Estudo da SIGA, a Aliança Global para a Integridade no Desporto, mostra um crescimento sustentado de presença feminina na governança das principais federações, mas ainda longe da paridade. Há apenas três mulheres presidentes de federações internacionais, menos uma do que em 2024

O número de mulheres em cargos executivos nas direções das 30 principais federações internacionais apresenta um crescimento sustentado nos últimos oito anos, mas ainda assim longe da paridade. Esta é uma das conclusões de um estudo da SIGA, a Aliança Global para a Integridade no Desporto, sobre a representatividade feminina nos órgãos executivos de topo das federações, apresentado esta quarta-feira, e que analisou 659 elementos que fazem parte das direções de três dezenas de organizações que integram o programa dos Jogos Olímpicos de verão.
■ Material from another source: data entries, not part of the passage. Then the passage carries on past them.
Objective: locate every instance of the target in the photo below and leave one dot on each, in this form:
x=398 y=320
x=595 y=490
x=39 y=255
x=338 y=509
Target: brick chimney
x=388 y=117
Desde 2018 que a percentagem de mulheres em cargos de direção subiu de 18,3% para os 32,02% de 2026, um crescimento de 13,7 pontos percentuais e que voltou a acelerar nos últimos dois anos, depois de alguma estagnação entre 2023 (26,9%) e 2024 (28,8%).

Das 30 federações analisadas, 21 já atingiram ou ultrapassaram os 30% de representatividade feminina nas suas direções, com destaque para a World Athletics, a federação internacional de atletismo, a primeira a alcançar a paridade total de género, com 13 mulheres e 13 homens na sua comissão executiva.

Representação feminina nas direções de federações internacionais

Perto do atletismo ficam a Federação Equestre Internacional (47,62%) e a Federação Internacional de Ténis de Mesa (45,45%). Esta última organização é uma das únicas que tem uma mulher como presidente, uma das preocupações frisadas no estudo. Face à mesma análise realizada em 2024, o número de presidentes mulheres desceu de quatro para três. Além do ténis de mesa, liderado pela sueca Petra Sörling, também as federações internacionais de badminton (Khunying Patama Leeswadtrakul) e golfe (Annika Sörenstam) são lideradas por mulheres.

Há apenas cinco mulheres com cargos de CEO ou de secretária-geral no universo de 30 federações internacionais.

Do lado oposto, entre as organizações que evidenciam mais desequilíbrios estruturais nas suas direções, estão a Federação Internacional de Andebol, com apenas duas mulheres em 20 membros da direção (10%) e a Federação Internacional de Canoagem, que conta com apenas dois membros femininos entre 15 elementos da direção (13,33%). Abaixo dos 30% estão outras federações relevantes, como a FIFA (26,62%) e a federação de ténis (17.65%).

“Os dados contam uma história mais equilibrada e encorajadora. Estamos a assistir a progressos reais na governação do desporto internacional, com mais mulheres a assumirem funções de liderança e um número crescente de organizações a alcançarem níveis significativos de representação”, sublinha o português Emanuel Macedo de Medeiros, um dos fundadores e líderes da SIGA, que, no entanto, refere também que é necessário manter “uma visão clara da realidade”, já que a liderança no desporto a nível mundial “continua a ser desproporcionalmente masculina, sobretudo nos níveis mais elevados”.

“O progresso, por si só, não é suficiente. É essencial garantir que seja sustentado e se traduza em mudanças estruturais duradouras”, aponta ainda, frisando que “o tempo da hesitação passou” e que é hora de “acelerar a ação, reforçar os quadros de governação e assegurar que a liderança no desporto reflete a diversidade do mundo que serve”.